1. The termination or variation of the applicants' contracts of employment by the respondent was declared unlawful. 2. The respondent was ordered to reinstate the applicants to their employment without loss of salary and benefits. 3. In the event that reinstatement is no longer an option, the respondent was ordered to pay the applicants damages to be determined by an arbitrator appointed by a Senior Labour Officer. 4. The respondent was ordered to pay the costs of suit.
The binding legal principle established is that an employer cannot lawfully circumvent retrenchment regulations by terminating multiple employees' contracts on notice and offering new contracts with different terms, where the true purpose and effect of such action is retrenchment as defined in the Labour Act. When an employer terminates employment contracts en masse citing economic viability, cost reduction, or reorganization as reasons, this constitutes retrenchment regardless of the label attached to it, and the applicable retrenchment regulations must be complied with. The court affirmed the principle from Mutare Board Paper Mills (Pvt) Ltd v Kodzanai that even though an employer may have the right to resort to termination on notice, if the object and effect of such action is to retrench, then the applicable regulations must be complied with.

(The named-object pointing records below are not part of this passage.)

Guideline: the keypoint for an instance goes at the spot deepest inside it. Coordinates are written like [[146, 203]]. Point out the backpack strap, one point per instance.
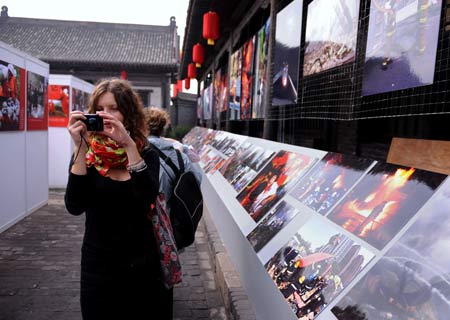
[[169, 162]]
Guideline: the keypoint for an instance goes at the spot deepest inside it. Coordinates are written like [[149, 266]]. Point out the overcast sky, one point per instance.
[[150, 12]]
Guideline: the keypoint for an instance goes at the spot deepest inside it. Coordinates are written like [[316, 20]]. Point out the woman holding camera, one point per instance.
[[113, 178]]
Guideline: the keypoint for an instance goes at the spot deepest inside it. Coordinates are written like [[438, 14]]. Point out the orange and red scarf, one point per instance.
[[104, 154]]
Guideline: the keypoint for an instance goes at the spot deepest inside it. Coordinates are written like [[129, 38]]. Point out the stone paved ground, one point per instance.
[[39, 270]]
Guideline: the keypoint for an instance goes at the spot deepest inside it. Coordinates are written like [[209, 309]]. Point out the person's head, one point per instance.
[[156, 119], [116, 96]]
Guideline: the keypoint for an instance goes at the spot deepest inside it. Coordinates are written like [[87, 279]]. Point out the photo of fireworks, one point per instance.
[[273, 182], [243, 166], [329, 180], [287, 53], [275, 220], [402, 43], [331, 29], [413, 280], [384, 201], [315, 266]]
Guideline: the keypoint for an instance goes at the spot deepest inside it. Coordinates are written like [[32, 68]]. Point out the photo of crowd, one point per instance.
[[412, 281], [384, 201], [10, 96], [273, 182], [37, 102], [243, 166], [315, 266], [401, 45], [331, 29], [275, 220], [329, 180]]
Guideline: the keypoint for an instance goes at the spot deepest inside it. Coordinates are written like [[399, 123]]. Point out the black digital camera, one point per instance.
[[93, 122]]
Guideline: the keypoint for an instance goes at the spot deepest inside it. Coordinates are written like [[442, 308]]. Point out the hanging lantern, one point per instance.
[[198, 55], [211, 27], [174, 90], [192, 71]]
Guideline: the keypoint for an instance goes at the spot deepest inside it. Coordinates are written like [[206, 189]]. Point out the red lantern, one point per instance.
[[198, 55], [192, 71], [174, 90], [211, 27]]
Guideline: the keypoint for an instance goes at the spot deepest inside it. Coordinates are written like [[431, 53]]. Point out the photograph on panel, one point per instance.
[[207, 102], [234, 98], [216, 93], [273, 222], [273, 182], [212, 161], [37, 106], [331, 30], [315, 266], [385, 199], [58, 105], [227, 143], [243, 166], [261, 67], [412, 281], [11, 86], [401, 44], [248, 52], [288, 32], [329, 180]]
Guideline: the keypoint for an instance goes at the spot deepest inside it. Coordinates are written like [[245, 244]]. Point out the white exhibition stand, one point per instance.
[[60, 144], [24, 155]]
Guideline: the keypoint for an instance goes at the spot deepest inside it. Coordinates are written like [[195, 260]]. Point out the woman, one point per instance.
[[157, 120], [114, 179]]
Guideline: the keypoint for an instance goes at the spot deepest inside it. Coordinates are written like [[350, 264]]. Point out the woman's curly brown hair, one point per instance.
[[156, 120], [129, 104]]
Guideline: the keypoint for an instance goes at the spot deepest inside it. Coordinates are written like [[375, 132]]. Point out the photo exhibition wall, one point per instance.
[[324, 235]]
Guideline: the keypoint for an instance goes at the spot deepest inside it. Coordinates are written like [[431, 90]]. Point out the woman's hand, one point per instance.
[[77, 127], [115, 129]]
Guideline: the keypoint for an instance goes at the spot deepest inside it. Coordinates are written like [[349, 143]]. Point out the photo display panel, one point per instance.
[[273, 182], [401, 45], [412, 280], [261, 58], [384, 201], [234, 99], [287, 54], [37, 102], [331, 30], [58, 105], [315, 265], [12, 97]]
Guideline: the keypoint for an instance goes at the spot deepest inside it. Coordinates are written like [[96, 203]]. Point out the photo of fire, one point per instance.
[[315, 266], [248, 52], [275, 220], [413, 280], [331, 29], [384, 201], [329, 180], [273, 182], [244, 165]]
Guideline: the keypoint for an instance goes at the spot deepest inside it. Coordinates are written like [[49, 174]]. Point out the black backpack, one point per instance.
[[186, 202]]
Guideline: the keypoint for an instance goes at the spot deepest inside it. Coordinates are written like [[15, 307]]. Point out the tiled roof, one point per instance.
[[92, 43]]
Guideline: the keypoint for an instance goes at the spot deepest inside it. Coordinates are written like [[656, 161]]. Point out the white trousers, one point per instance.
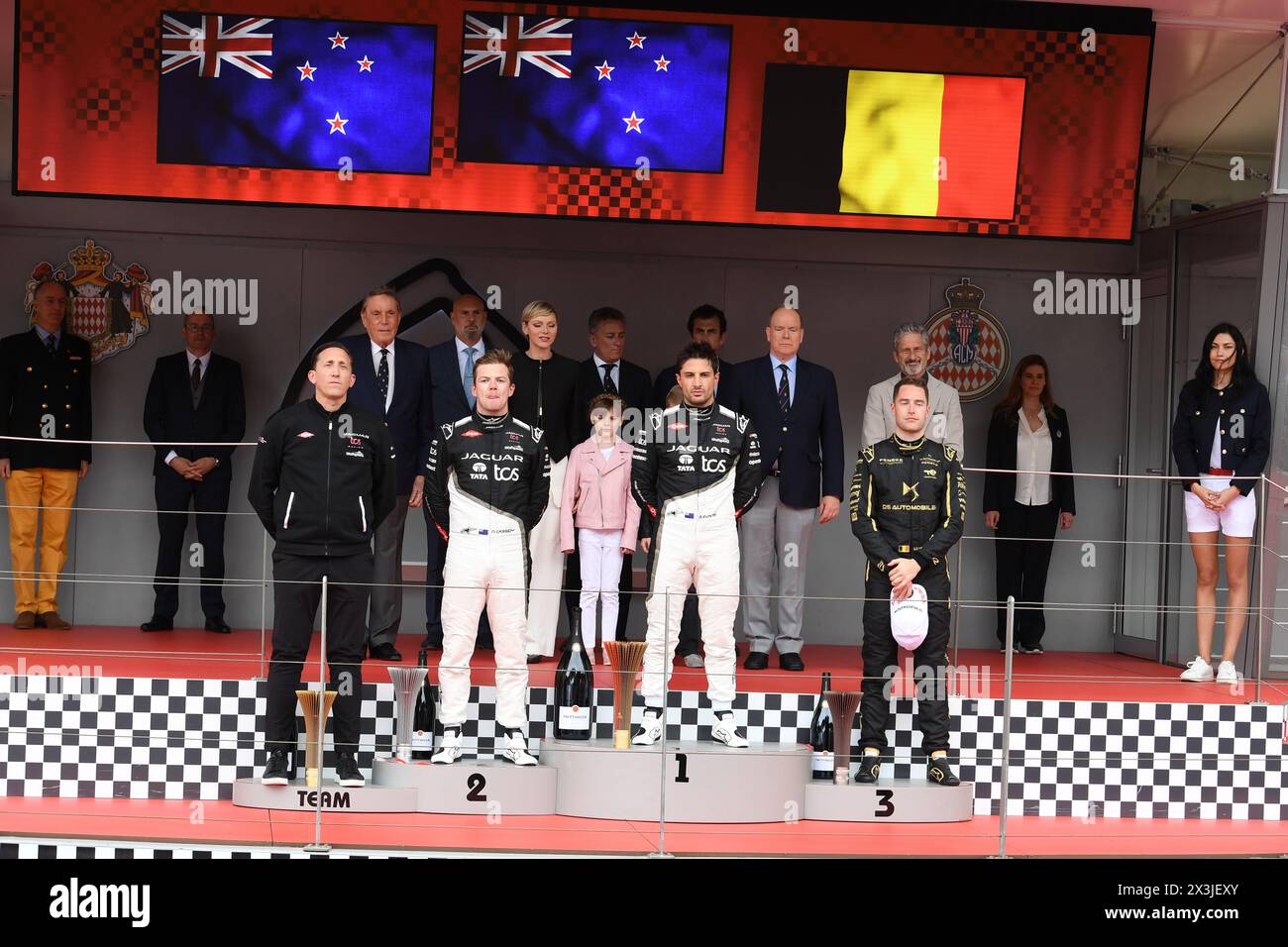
[[700, 552], [548, 565], [484, 571], [600, 571]]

The court made observations regarding the requirements for a declaratory order under section 14 of the High Court Act, noting that the applicant must be an 'interested person' with a direct and substantial interest in the subject matter that could be prejudicially affected by the judgment. The court also commented on the nature of the 'new' contracts being separate from the 'old' contracts, noting that if continuous employment had been intended, employees would not have been required to serve notice. The court observed that the respondent's letters alleging repudiation were opportunistic, having been written after the legal proceedings had already commenced.
This case is significant in Zimbabwean labour law jurisprudence as it reinforces the principle that employers cannot circumvent retrenchment regulations by disguising retrenchment as contract termination and renewal. It confirms that where the object and effect of mass termination is to reduce costs or reorganize the workforce due to economic challenges, the statutory retrenchment procedures must be followed regardless of how the employer characterizes the action. The case protects employees from employers attempting to avoid their obligations under retrenchment regulations by offering new contracts with less favorable terms. It upholds the protective provisions of the Labour Act and ensures that employers cannot use the contractual right to terminate on notice as a means to bypass mandatory retrenchment procedures when terminating multiple employees for economic reasons.